VariedadeA declaração editorial inicial de: "Queremos que você leia. Será interessante por nenhuma outra razão, a não ser que será conduzido em linhas originais para um jornal teatral." Para esse fim, a primeira edição apresentou uma série de artigos cobrindo modismos entre gerentes de vaudeville, rolhas, uma lista de novos atos e uma coluna chamada "Reminiscências de Mick Norton".

15. Fast Company

Encontro: Novembro de 1995
A primeira edição de Fast Company estava à frente de seu tempo, mas parece mais velho do que seus anos em retrospecto: uma história principal sobre líderes inovadoras de tecnologia ("O lugar de uma mulher é no ciberespaço"), um relato detalhado de "Como a Netscape ganhou" e muitas dicas para as pessoas que amam tecnologia, negócios e os meandros da escalada corporativa - incluindo um guia para conselheiros de carreira e conselhos do VP da Intel.

16. ESPN The Magazine

Encontro: Março de 1998
A edição inaugural da revista da rede a cabo apresentou quatro atletas que eles sentiram definir a próxima geração: Kobe Bryant (então com apenas 19), Alex Rodriguez, Eric Lindros e Kordell Stewart.

17. Harper's

Encontro: Junho de 1850

Com 144 páginas, a primeira edição da Harper's consiste principalmente em trechos, poemas e artigos selecionados de outras fontes.
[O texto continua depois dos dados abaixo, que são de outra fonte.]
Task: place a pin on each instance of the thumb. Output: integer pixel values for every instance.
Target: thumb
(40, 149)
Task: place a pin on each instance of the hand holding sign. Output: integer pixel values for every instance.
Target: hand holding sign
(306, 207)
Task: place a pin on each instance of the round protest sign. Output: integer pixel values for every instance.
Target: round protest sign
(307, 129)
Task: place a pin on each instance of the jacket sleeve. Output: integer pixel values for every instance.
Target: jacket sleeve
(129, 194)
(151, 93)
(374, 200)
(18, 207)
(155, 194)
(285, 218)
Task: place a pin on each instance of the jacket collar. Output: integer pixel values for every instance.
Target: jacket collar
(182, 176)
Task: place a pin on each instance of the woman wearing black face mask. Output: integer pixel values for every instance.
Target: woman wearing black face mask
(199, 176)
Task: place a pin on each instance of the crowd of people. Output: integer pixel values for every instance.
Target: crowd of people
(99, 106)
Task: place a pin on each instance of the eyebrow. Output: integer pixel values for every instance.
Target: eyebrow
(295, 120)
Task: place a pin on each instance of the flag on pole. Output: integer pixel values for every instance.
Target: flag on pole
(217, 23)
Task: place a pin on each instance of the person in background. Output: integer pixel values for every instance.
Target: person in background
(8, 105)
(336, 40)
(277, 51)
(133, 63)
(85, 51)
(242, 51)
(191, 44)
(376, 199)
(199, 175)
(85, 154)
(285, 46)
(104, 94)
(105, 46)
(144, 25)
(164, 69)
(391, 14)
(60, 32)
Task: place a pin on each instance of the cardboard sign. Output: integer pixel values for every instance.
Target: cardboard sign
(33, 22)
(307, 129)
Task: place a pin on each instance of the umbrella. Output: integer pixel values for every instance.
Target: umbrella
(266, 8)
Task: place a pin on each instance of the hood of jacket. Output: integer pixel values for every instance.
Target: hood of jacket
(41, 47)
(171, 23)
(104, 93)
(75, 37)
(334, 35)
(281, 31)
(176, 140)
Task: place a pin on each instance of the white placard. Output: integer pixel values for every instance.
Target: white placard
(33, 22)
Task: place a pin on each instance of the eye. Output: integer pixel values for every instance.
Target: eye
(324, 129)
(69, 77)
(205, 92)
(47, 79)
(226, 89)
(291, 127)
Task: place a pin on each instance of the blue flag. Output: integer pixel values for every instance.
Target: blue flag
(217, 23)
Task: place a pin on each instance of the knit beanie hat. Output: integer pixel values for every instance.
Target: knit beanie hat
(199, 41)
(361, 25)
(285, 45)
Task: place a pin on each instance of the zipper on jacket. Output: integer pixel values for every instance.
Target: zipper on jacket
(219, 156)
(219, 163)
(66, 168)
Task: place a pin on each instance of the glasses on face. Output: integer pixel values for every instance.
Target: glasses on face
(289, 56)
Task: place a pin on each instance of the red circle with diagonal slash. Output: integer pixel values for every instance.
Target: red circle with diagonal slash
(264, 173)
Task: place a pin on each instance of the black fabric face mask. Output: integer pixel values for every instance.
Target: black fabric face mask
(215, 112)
Havia uma coleção ilustrada de gorros de tulipa e chapéus de palha para o passeio, perfis (acompanhados de bustos ilustrados) de T. Babington Macaulay, Archibald Alison e William H. Prescott, um artigo intitulado "Mulheres no Oriente" e um trecho de Maurice Tierney Soldado da Fortuna.

18. Tiger Beat

Encontro: Setembro de 1965

Em 1965, uma pequena revista chamada Tiger Beat de Lloyd Thaxton estreou nos EUA, para o deleite das jovens que não perderam aquele sentimento de amor pelos Righteous Brothers. Eles dividiram a capa com um tigre de desenho animado e acenou com a cabeça para os Beatles, os Beach Boys, Mia Farrow e Chuck Berry. Lloyd Thaxton, por sua vez, foi cofundador e colunista. A revista vive impressa, na web, na App Store. A edição mais recente apresenta todos os onze membros do One Direction.

19. mental_floss

Encontro: 2001
Lançado na Duke University por Will Pearson (nosso presidente) e Mangesh Hattikudur (nosso diretor de criação), a primeira edição estabeleceu muito bem os tipos de coisas que cobriríamos nos próximos doze anos: leis idiotas, luta de sumô e coisas que você não pode vender no eBay.


A primeira edição do Spectator

o Espectador foi publicado pela primeira vez em 1º de março de 1711.

Richard Steele e Joseph Addison, amigos de seus tempos de escola em Charterhouse, criaram um novo gênero literário no tempo da Rainha Anne. Em 1709 Steele lançou o Tatler, com notícias, fofocas, resenhas e ensaios três dias por semana, para os quais Addison contribuiu. Funcionou até o início de 1711 e Addison e Steele começaram a Espectador na primeira quinta-feira de março seguinte.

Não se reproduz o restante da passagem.